11, ordering obtains the section sequence number of current maximum.
12, increase progressively maximum sequence number and begin the section write, it is identical that follow-up and complete small documents writes flow process.
Small documents reads application
Reading of small documents namely read from HBase small documents table and read all row (section) in the corresponding row, and will cut into slices and be assembled into the process of complete small documents again in order.Readout can use normal document flow form, and memory cost equals slice size, is equivalent to the buffer size of standard I/O.
Referring to Fig. 3, the logic flow that small documents reads is as follows:
1, initialization small documents inlet flow.Buffer zone is opened up in inlet flow inside, and is identical with the maximum slice size of the small documents of definition between buffer empty.Obtain the access limit of HBase small documents table.

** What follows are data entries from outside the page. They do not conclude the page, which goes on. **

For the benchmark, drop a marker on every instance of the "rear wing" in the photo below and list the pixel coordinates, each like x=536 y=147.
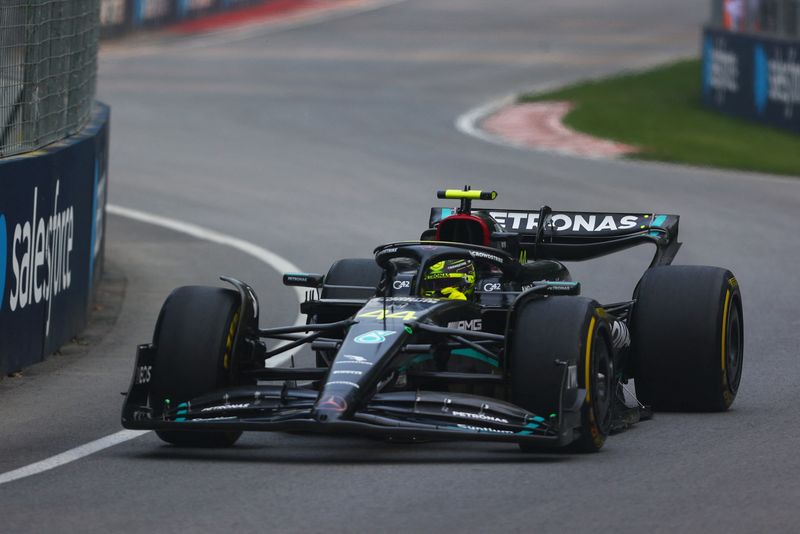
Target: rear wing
x=575 y=236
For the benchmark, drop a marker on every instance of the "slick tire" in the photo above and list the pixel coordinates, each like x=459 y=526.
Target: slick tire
x=347 y=272
x=193 y=340
x=572 y=330
x=687 y=334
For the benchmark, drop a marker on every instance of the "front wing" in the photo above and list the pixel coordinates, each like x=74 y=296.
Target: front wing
x=403 y=415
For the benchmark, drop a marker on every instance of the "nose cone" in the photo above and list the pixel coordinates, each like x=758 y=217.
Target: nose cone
x=329 y=407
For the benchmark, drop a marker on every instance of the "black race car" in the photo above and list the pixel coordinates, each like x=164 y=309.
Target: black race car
x=524 y=359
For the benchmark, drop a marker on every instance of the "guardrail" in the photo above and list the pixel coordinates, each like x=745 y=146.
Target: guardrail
x=778 y=18
x=753 y=77
x=751 y=61
x=52 y=236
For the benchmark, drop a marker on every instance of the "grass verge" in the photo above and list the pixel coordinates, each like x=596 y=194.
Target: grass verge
x=661 y=112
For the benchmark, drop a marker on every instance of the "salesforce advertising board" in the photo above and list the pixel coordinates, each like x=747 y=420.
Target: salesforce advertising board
x=753 y=77
x=51 y=243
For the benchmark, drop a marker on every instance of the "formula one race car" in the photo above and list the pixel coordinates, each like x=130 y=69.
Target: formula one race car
x=475 y=332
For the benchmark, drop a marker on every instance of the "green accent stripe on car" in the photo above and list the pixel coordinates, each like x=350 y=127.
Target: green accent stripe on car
x=475 y=355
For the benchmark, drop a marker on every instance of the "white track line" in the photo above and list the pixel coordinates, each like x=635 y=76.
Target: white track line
x=278 y=263
x=71 y=455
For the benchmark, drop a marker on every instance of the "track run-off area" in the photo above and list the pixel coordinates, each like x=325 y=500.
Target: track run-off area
x=288 y=147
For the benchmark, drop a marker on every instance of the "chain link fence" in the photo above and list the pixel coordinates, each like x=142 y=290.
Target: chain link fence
x=780 y=18
x=48 y=67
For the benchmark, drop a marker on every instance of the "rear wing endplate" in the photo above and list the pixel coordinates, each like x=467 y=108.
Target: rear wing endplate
x=577 y=236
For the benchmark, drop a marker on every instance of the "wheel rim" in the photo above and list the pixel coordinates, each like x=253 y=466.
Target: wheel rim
x=733 y=356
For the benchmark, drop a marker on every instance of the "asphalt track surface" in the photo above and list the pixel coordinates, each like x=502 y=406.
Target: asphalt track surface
x=323 y=141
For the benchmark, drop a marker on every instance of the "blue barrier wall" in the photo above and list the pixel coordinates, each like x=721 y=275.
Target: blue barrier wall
x=52 y=235
x=753 y=77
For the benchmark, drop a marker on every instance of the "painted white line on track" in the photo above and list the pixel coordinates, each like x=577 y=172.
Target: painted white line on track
x=71 y=455
x=273 y=260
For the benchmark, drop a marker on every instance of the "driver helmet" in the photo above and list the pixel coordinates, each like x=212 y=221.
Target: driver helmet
x=452 y=279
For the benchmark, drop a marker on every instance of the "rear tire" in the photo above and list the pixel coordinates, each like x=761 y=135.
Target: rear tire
x=194 y=343
x=568 y=329
x=687 y=338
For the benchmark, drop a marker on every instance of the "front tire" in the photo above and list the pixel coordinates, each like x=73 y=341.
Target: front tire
x=569 y=329
x=194 y=343
x=687 y=338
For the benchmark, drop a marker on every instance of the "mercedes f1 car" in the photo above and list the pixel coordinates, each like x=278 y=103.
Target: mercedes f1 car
x=523 y=358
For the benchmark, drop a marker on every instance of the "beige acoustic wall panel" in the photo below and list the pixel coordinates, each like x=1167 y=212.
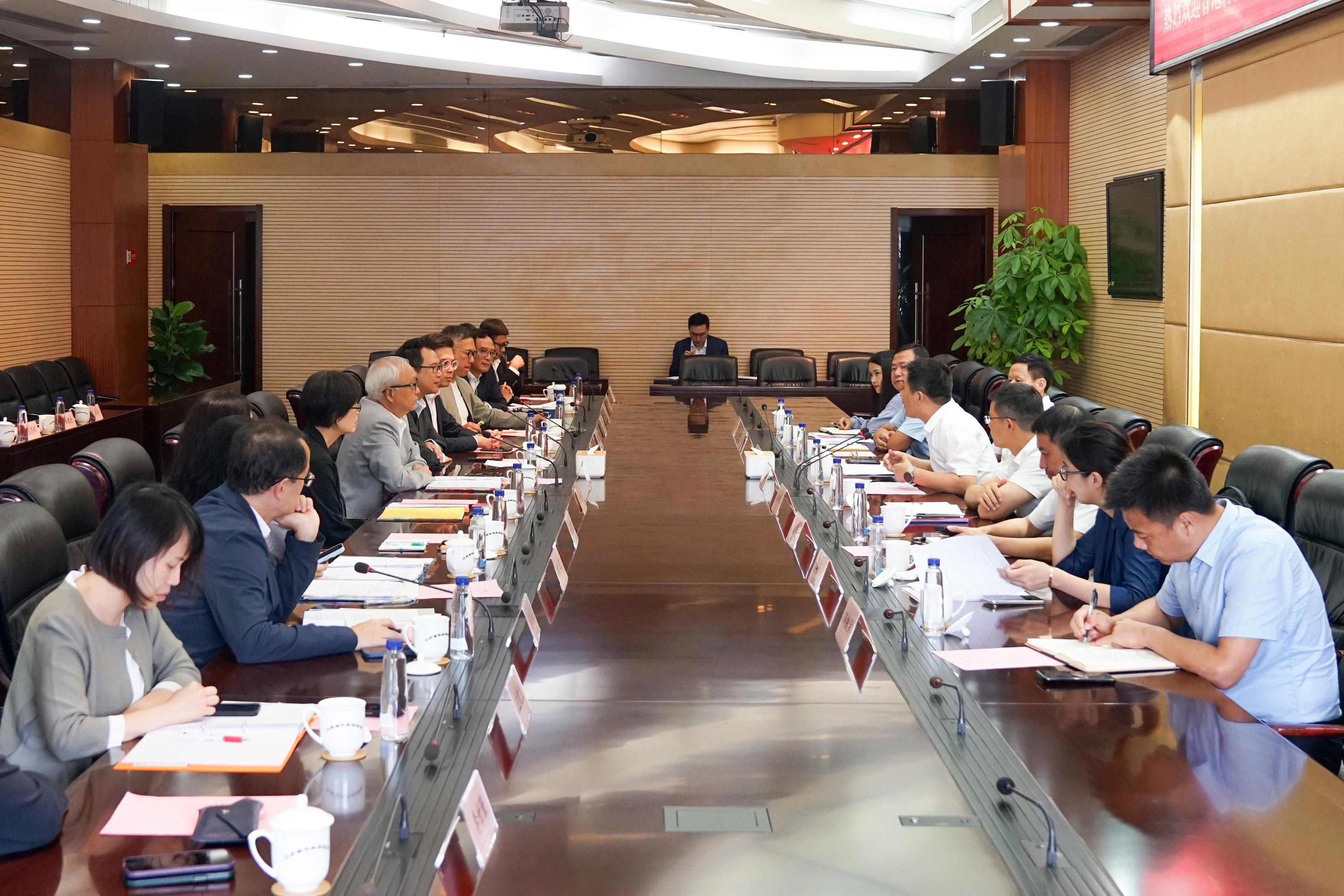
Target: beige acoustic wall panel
x=34 y=244
x=361 y=263
x=1117 y=125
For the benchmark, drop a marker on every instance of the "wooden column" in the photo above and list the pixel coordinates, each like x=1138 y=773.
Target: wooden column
x=109 y=232
x=1035 y=171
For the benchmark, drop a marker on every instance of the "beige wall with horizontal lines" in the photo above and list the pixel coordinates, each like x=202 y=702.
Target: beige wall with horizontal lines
x=1117 y=117
x=612 y=252
x=34 y=244
x=1272 y=336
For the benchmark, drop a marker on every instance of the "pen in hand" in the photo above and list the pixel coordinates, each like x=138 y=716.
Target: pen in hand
x=1092 y=607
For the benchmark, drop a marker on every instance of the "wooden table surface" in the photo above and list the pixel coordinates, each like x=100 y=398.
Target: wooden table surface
x=689 y=665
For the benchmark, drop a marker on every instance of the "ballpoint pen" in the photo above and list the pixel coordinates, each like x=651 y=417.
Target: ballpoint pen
x=1092 y=607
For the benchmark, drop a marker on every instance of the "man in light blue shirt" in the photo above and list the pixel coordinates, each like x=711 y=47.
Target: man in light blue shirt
x=893 y=429
x=1238 y=581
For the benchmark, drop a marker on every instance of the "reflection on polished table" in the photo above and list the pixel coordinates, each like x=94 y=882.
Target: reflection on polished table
x=689 y=665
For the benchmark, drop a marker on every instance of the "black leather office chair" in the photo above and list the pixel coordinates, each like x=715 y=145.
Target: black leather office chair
x=961 y=375
x=979 y=389
x=171 y=441
x=33 y=392
x=835 y=358
x=33 y=562
x=1272 y=477
x=296 y=404
x=710 y=370
x=788 y=370
x=9 y=398
x=1132 y=425
x=268 y=406
x=589 y=355
x=1081 y=404
x=853 y=373
x=560 y=369
x=111 y=466
x=58 y=383
x=66 y=495
x=1203 y=450
x=764 y=354
x=82 y=379
x=1319 y=531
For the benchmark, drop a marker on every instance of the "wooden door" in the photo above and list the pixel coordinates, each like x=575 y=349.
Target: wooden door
x=213 y=258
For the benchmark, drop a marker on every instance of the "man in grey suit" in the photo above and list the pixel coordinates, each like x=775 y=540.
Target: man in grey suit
x=381 y=458
x=461 y=400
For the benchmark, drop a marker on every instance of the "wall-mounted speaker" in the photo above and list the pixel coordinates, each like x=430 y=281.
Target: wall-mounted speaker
x=998 y=119
x=249 y=134
x=147 y=112
x=924 y=135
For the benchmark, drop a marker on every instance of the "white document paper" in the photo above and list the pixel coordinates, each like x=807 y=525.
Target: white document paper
x=351 y=618
x=969 y=566
x=363 y=589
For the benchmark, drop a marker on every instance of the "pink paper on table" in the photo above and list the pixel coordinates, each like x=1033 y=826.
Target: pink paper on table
x=140 y=816
x=894 y=488
x=484 y=589
x=998 y=659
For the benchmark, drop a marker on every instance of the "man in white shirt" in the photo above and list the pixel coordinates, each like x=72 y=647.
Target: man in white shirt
x=1029 y=538
x=1018 y=482
x=1035 y=371
x=959 y=450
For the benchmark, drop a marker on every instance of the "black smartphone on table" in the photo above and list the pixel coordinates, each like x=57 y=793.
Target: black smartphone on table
x=160 y=867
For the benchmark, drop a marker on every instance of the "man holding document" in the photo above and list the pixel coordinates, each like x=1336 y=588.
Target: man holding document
x=1244 y=587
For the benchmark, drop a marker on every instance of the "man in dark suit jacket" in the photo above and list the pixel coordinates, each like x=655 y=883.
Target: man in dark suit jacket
x=698 y=343
x=245 y=595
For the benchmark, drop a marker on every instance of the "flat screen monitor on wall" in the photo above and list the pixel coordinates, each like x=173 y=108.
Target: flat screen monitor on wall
x=1135 y=236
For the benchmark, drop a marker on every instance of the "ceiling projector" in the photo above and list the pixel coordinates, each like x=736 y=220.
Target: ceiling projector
x=542 y=19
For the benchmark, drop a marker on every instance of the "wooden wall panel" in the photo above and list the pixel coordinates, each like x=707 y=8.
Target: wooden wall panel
x=362 y=260
x=1117 y=123
x=34 y=244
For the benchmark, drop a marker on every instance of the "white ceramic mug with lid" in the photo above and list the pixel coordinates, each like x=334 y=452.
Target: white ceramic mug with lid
x=300 y=848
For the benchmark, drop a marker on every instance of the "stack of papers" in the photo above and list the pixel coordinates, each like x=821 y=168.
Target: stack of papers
x=351 y=618
x=969 y=567
x=465 y=482
x=398 y=511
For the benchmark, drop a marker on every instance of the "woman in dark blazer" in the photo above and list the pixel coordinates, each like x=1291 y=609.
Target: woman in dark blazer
x=331 y=408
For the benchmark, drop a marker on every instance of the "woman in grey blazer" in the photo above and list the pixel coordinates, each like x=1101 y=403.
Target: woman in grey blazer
x=97 y=665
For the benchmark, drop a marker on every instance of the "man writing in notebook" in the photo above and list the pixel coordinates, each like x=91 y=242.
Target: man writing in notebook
x=1244 y=587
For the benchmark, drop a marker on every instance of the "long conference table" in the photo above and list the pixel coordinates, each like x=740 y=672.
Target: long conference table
x=698 y=728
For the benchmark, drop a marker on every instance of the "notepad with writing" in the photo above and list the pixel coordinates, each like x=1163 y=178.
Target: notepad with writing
x=439 y=515
x=1094 y=657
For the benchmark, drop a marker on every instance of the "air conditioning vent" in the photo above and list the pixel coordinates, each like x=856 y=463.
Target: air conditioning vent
x=986 y=17
x=1085 y=38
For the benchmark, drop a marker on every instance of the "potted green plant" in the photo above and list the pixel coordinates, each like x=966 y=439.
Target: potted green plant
x=1033 y=302
x=174 y=346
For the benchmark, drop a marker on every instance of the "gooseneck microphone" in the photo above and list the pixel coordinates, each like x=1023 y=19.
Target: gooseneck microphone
x=1007 y=788
x=961 y=704
x=365 y=570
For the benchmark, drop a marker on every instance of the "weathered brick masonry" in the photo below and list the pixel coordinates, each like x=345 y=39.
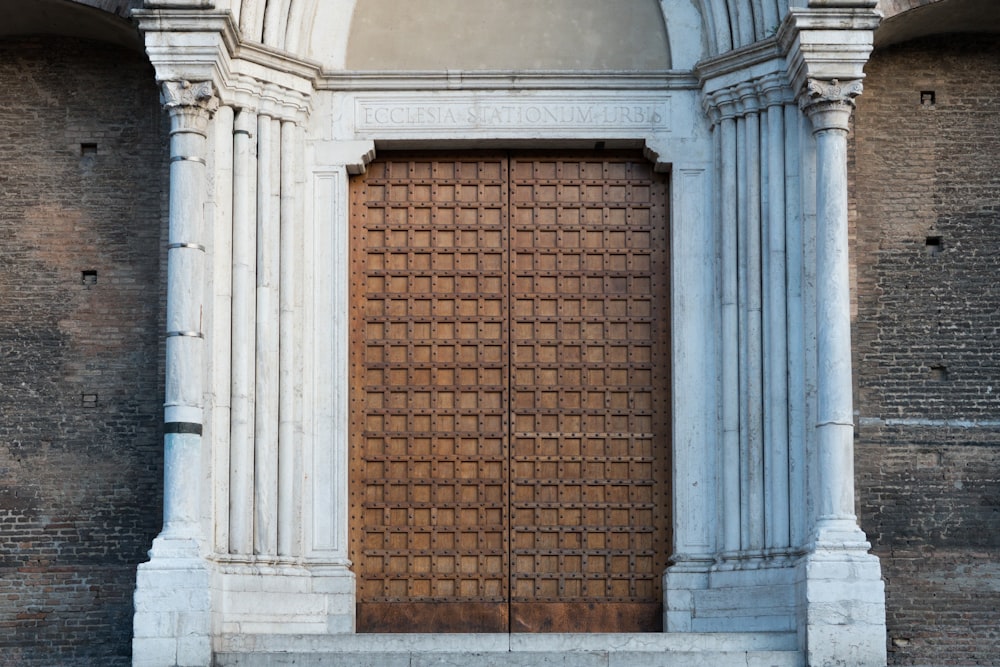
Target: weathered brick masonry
x=926 y=194
x=82 y=206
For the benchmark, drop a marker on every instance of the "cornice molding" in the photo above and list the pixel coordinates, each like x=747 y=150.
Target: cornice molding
x=186 y=44
x=377 y=81
x=828 y=42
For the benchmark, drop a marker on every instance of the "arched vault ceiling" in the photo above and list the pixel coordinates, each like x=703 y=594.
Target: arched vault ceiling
x=102 y=20
x=512 y=35
x=910 y=19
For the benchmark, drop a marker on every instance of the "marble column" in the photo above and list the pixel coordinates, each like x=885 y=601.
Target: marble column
x=191 y=106
x=172 y=623
x=828 y=104
x=841 y=593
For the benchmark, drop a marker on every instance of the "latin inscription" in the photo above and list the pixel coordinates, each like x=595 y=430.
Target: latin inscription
x=457 y=116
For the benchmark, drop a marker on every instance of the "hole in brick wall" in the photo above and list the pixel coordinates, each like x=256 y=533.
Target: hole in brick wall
x=933 y=245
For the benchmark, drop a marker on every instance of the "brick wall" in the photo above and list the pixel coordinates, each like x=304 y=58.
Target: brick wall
x=82 y=206
x=926 y=203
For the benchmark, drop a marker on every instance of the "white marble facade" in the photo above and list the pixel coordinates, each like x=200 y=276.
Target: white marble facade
x=748 y=112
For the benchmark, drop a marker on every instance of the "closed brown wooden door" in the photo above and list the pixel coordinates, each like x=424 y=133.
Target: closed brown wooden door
x=509 y=393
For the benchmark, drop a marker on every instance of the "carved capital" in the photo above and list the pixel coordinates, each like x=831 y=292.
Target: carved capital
x=181 y=94
x=829 y=103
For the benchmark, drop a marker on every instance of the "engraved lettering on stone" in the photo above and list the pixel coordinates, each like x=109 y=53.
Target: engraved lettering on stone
x=451 y=115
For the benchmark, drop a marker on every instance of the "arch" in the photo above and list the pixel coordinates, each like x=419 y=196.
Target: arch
x=87 y=19
x=910 y=19
x=515 y=35
x=732 y=24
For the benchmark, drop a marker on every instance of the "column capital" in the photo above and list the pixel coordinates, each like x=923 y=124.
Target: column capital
x=185 y=95
x=829 y=103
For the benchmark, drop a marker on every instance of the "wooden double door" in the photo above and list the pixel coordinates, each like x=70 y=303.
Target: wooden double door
x=510 y=454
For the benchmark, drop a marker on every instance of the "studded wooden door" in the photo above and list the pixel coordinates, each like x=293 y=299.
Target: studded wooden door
x=509 y=393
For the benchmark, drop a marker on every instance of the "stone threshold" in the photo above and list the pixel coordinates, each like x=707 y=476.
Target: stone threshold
x=758 y=649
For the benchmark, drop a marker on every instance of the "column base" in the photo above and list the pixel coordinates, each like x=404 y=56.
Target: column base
x=172 y=622
x=741 y=593
x=841 y=608
x=262 y=598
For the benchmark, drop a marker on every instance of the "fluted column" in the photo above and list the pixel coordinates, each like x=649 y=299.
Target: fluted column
x=191 y=106
x=828 y=104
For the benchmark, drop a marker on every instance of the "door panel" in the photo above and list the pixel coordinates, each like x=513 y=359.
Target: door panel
x=509 y=406
x=588 y=394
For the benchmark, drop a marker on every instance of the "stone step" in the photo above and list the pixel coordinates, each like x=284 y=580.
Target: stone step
x=675 y=650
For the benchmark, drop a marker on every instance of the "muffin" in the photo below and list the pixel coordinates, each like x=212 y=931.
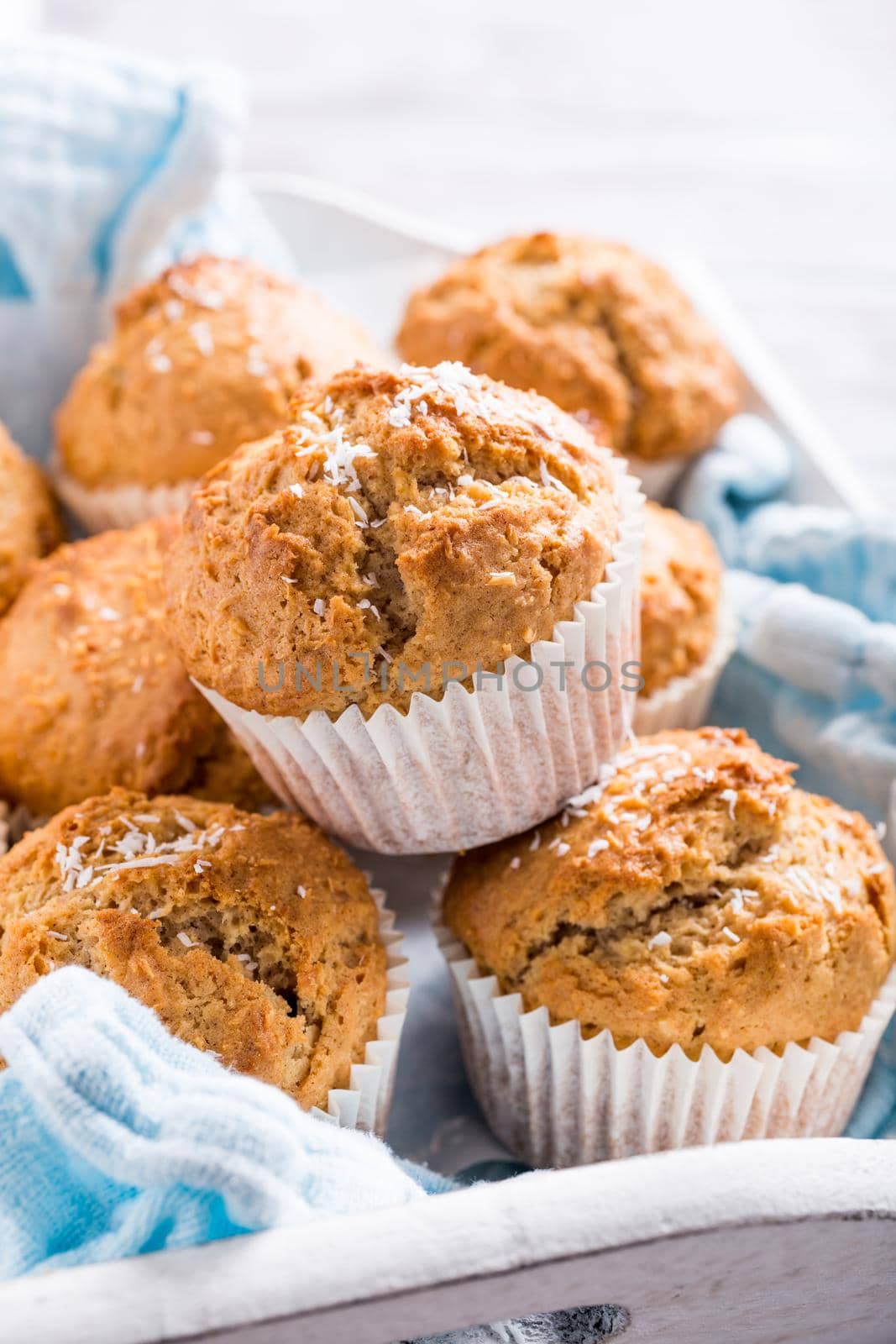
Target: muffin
x=694 y=951
x=600 y=329
x=685 y=633
x=356 y=595
x=92 y=692
x=253 y=937
x=203 y=360
x=29 y=521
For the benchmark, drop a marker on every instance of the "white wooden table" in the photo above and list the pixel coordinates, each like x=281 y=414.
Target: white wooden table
x=758 y=134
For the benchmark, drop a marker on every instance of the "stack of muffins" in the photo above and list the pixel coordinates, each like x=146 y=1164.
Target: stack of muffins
x=422 y=608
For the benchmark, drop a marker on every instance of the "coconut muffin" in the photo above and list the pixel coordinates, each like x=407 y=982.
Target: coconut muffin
x=600 y=329
x=409 y=519
x=251 y=937
x=680 y=593
x=29 y=523
x=692 y=898
x=347 y=593
x=92 y=692
x=201 y=360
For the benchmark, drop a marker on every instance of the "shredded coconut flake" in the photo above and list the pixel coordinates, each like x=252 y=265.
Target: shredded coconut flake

2, according to the capable major key of the small documents of desiring to read, all column informations under the inquiry corresponding row i row family.
The KeyOnlyFilter that utilizes HBase to provide only reads row name (key of row) from the small documents table, reduces data traffic and avoids loading the expense of whole slices content in the internal memory.Go out the section sequence of small documents according to the data configuration that obtains, safeguard the mapping of section sequence number and row name, be used for follow-up branch section and read small documents.
3, when upper layer application attempted reading data from the small documents inlet flow, the small documents inlet flow checked in the buffer zone whether available data are arranged, if there is not data available, will bring out the slice of data that inlet flow please be looked for novelty to HBase.Can shine upon directly to locate according to the section sequence number that obtains before and row name at this moment and read corresponding section content.The section of newly obtaining will be written into buffer zone, supply with upper layer application consumption.
4, consume the data of current buffer zone when upper layer application, will trigger step 2 again.
5, when the inlet flow location and after handling last section of small documents correspondence, finish reading of whole small documents with returning end signal.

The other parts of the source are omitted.